Os nomes de Noel e Sinhô anotados no pé da letra original de “Memórias conjugais”, maxixe gravado no álbum “Bebadosamba”, apontam para esse desejo de lembrar o passado. A letra tem versos como “Eu não sou Zé Mané”, não registrado na versão que foi para o disco. O texto quase sem rasuras comprova a informação de Paulinho de que a canção foi escrita de uma vez só.
O aspecto retrospectivo também estará inevitavelmente presente no show que estreia neste sábado. Paulinho ainda não definiu 100% do roteiro, mas indica direções ao falar do que pensa para o espetáculo.
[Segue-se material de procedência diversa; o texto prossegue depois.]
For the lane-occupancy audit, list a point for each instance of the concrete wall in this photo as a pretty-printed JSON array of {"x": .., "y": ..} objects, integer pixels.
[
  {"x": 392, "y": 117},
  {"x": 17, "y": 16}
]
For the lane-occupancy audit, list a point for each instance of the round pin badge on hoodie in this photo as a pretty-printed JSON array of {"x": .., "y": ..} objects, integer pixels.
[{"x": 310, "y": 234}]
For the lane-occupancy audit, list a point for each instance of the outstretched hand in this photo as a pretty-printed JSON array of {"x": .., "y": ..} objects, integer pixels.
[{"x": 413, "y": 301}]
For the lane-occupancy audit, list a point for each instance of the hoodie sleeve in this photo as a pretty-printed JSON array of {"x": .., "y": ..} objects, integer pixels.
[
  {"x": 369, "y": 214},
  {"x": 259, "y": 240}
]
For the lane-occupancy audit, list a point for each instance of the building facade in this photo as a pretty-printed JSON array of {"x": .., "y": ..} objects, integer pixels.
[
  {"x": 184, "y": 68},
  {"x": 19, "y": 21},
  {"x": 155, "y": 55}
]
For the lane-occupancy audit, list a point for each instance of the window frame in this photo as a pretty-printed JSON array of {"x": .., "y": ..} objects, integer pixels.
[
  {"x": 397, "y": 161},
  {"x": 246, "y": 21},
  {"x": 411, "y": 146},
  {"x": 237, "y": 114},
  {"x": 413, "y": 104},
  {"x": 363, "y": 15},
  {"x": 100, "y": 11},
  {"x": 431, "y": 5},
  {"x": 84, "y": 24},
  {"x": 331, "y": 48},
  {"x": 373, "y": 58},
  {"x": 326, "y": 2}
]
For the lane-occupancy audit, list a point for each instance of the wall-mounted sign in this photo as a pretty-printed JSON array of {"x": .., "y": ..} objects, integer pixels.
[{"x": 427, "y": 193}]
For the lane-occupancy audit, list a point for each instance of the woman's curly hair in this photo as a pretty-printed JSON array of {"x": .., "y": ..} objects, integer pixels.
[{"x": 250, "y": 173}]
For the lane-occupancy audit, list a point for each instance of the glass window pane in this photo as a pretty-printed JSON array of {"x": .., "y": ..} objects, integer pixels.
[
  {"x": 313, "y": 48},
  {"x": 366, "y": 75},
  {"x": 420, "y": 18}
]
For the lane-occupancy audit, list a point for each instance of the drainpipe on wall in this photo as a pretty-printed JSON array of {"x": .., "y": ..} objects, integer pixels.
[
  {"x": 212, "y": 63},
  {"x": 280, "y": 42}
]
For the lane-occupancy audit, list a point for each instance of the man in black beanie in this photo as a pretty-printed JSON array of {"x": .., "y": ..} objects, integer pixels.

— Quero tocar coisas que ou nunca toquei ou não toco há muito tempo. “Canção para Maria” talvez seja um bis. É minha primeira parceria com Capinam, com a qual ficamos em terceiro lugar no festival de 1966, atrás de “A banda” e “Disparada”. Minha avó sempre pedia para eu regravar essa música, registrada só para o festival. Ela adorava — conta Paulinho. — Tem “Coração da gente”, que nunca cantei ao vivo. O mesmo caso de “Botafogo, chão de estrelas”, que fiz com Aldir Blanc para o primeiro disco do Walter Alfaiate. Cantarei “Jaqueira da Portela”, do Zé Kéti, e minha “Roendo as unhas”, que não canto há muito tempo. Estou pensando também em fazer a primeira parte do “Bebadosamba”, que não canto desde 1997. Tem um choro, “Inesquecível”, que fiz em 1971, 1972, como uma lembrança de Jacob. E, claro, aquelas que não posso deixar de tocar, como “Dança da solidão”, “Tudo se transformou”, “Sinal fechado”, “Sei lá, Mangueira”, “Pecado capital”... Mas vou mudar, porque estou vendo aqui que não tem nenhuma do Valzinho, do Cartola...
'Tenho umas dez inéditas'
Entre os sucessos e as resgatadas do baú, Paulinho pode apresentar uma inédita, “Bloco do amor” (título provisório), que compôs para sua filha Beatriz gravar.
— Tenho umas dez inéditas, que vou guardar para o futuro disco. Estou pensando em tocar essa que fiz para a Beatriz, mas ainda vou mudar umas coisinhas. Costumo fazer isso. Tenho uma fita cassete com uma gravação de “Foi um rio que passou em minha vida”, eu fazendo o ritmo e Jards Macalé no violão. A linha melódica era completamente diferente da que foi para o disco — diz, cantarolando a melodia perdida no tempo, outra pérola de seu manancial de memórias.